Die darauf folgende Rede des Agathon kündigt sich anfangs als eine methodische Behandlung dieser Materie an, löset sich aber bald in eine dichterische Personificierung des Amors auf, dem jede Vollkommenheit beygelegt wird. Sie ist in ihrer Art ein Meisterstück von Declamation, und ein vortrefflicher Theil des dramatischen Ganzen. Allein für die Kenntniß dessen, was wir suchen, von geringem Nutzen.
Nunmehr kommt Socrates an die Reihe, und seine Ideen tragen den unverkennbaren Stempel des Zusatzes an sich, welchen der dichterische Schüler seinem Lehrer, dem praktischen Menschenkenner, beylegt.
Socrates nimmt alle Ideen der vorherigen Redner auf, und sucht sie zu berichtigen, zu vereinigen, und auf höhere Triebe zurückzuführen.
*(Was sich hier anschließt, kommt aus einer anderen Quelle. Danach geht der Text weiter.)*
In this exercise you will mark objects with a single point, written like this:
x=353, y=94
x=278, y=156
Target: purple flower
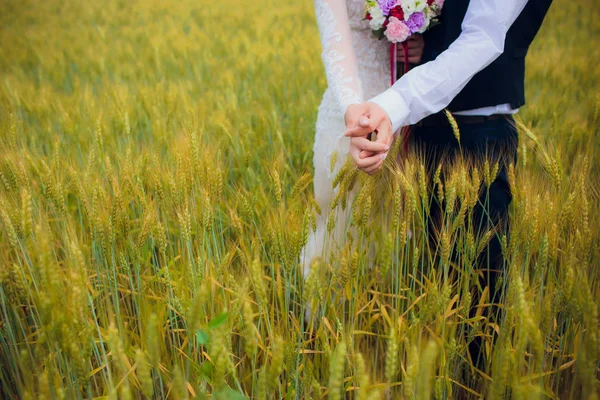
x=415, y=21
x=386, y=5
Zeugnungstrieb, Trieb nach Fortdauer, nach Unsterblichkeit, nach der Urschönheit oder Vollkommenheit: das sind die verschiedenen Stufen, auf welche die immer weiter veredelte Liebe hinaufgehoben wird. Der größte Fehler, den Plato hierbey zu begehen scheint, ist dieser, daß er feineren Egoismus und die Beschauungswonne mit Liebe verwechselt. Es wird mir erlaubt seyn, die Rede, welche dem Socrates in den Mund gelegt wird, mit meinen Anmerkungen zu begleiten.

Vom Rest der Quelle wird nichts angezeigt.